2. Discussion of the Related Art
The Motion Picture Experts Group (MPEG) is an international committee
charged with providing a standard (hereinbelow "MPEG standard") for
achieving compatibility between image compression and decompression
equipment. This standard specifies both the coded digital representation
of video signal for the storage media, and the method for decoding. The
representation supports normal speed playback, as well as other playback
modes of color motion pictures, and reproduction of still pictures. The
MPEG standard covers the common 525- and 625-line television, personal
computer and workstation display formats. The MPEG standard is intended
for equipment supporting continuous transfer rate of up to 1.5 Mbits per
second, such as compact disks, digital audio tapes, or magnetic hard
disks. The MPEG standard is intended to support picture frames of
approximately 288.times.352 pixels each at a rate between 24 Hz and 30 Hz.
A publication by MPEG entitled "Coding for Moving Pictures and Associated
Audio for digital storage medium at 1.5 Mbit/s," included herein as
Appendix A, provides in draft form the proposed MPEG standard, which is
hereby incorporated by reference in its entirety to provide detailed
information about the MPEG standard.
Under the MPEG standard, the picture is divided into a matrix of
"Macroblock slices" (MBS), each MBS containing a number of picture areas
(called "macroblocks") each covering an area of 16.times.16 pixels. Each
of these picture areas is further represented by one or more 8.times.8
matrices which elements are the spatial luminance and chrominance values.
In one representation (4:2:2) of the macroblock, a luminance value (Y
type) is provided for every pixel in the 16.times.16-pixel picture area
(i.e. in four 8.times.8 "Y" matrices), and chrominance values of the U and
V (i.e., blue and red chrominance) types, each covering the same
16.times.16 picture area, are respectively provided in two 8.times.8 "U"
and two 8.times.8 "V" matrices. That is, each 8.times.8 U or V matrix has
a lower resolution than its luminance counterpart and covers an area of
8.times.16 pixels.
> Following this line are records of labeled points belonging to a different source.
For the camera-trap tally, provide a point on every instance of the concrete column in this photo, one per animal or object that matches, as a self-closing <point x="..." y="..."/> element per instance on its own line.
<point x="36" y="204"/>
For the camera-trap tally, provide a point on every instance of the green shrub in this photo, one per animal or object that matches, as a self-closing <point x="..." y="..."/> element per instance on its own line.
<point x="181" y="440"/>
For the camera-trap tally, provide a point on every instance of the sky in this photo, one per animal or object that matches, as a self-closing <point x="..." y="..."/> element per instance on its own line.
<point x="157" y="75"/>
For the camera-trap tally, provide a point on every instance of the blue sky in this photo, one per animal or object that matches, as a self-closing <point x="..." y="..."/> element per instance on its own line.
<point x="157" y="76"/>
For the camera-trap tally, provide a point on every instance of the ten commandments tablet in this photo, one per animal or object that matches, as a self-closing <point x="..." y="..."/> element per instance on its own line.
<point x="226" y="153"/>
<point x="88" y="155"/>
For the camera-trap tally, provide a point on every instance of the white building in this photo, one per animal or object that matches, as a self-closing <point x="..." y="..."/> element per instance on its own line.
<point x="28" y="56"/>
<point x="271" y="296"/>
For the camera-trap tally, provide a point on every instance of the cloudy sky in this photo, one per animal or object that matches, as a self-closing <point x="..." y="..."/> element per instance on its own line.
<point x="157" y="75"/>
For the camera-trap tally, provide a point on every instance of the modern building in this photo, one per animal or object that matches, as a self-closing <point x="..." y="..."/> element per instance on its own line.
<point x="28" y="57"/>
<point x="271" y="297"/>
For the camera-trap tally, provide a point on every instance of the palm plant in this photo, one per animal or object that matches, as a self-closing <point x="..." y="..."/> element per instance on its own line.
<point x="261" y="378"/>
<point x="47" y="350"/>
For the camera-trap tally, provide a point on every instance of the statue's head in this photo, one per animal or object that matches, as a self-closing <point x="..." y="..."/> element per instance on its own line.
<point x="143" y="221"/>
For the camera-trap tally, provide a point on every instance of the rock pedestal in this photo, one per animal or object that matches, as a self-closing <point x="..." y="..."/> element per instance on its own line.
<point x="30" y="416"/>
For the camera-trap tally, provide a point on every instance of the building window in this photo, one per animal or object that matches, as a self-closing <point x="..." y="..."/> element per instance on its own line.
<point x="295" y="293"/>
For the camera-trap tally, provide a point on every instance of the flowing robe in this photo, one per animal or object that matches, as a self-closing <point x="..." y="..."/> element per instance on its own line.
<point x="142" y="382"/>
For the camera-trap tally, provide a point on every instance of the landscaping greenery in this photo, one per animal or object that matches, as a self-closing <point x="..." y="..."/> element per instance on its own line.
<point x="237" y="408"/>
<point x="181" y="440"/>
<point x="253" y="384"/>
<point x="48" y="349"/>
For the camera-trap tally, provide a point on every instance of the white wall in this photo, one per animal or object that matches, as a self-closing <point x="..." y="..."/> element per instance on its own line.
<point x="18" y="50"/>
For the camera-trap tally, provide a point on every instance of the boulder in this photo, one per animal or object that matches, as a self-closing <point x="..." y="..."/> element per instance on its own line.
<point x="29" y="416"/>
In another representation (4:2:0), a luminance value is
provided for every pixel in the 16.times.16 pixels picture area, and one
8.times.8 matrix for each of the U and V types is provided to represent
the chrominance values of the 16.times.16-pixel picture area. A group of
four contiguous pixels in a 2.times.2 configuration is called a "quad
pixel"; hence, the macroblock can also be thought of as comprising 64 quad
pixels in an 8.times.8 configuration.
The MPEG standard adopts a model of compression and decompression based on
lossy compression of both interframe and intraframe information. To
compress interframe information, each frame is encoded in one of the
following formats: "intra", "predicted", or "interpolated". Intra encoded
frames are least frequently provided, the predicted frames are provided
more frequently than the intra frames, and all the remaining frames are
interpolated frames. In a prediction frame ("P-picture"), only the
incremental changes in pixel values from the last I- picture or P-picture
are coded. In an interpolation frame ("B-picture"), the pixel values are
encoded with respect to both an earlier frame and a later frame. By
encoding frames incrementally, using predicted and interpolated frames,
the redundancy between frames can be eliminated, resulting in a high
efficiency in data storage. Under the MPEG, the motion of an object moving
from one screen position to another screen position can be represented by
motion vectors. A motion vector provides a shorthand for encoding a
spatial translation of a group of pixels, typically a macroblock.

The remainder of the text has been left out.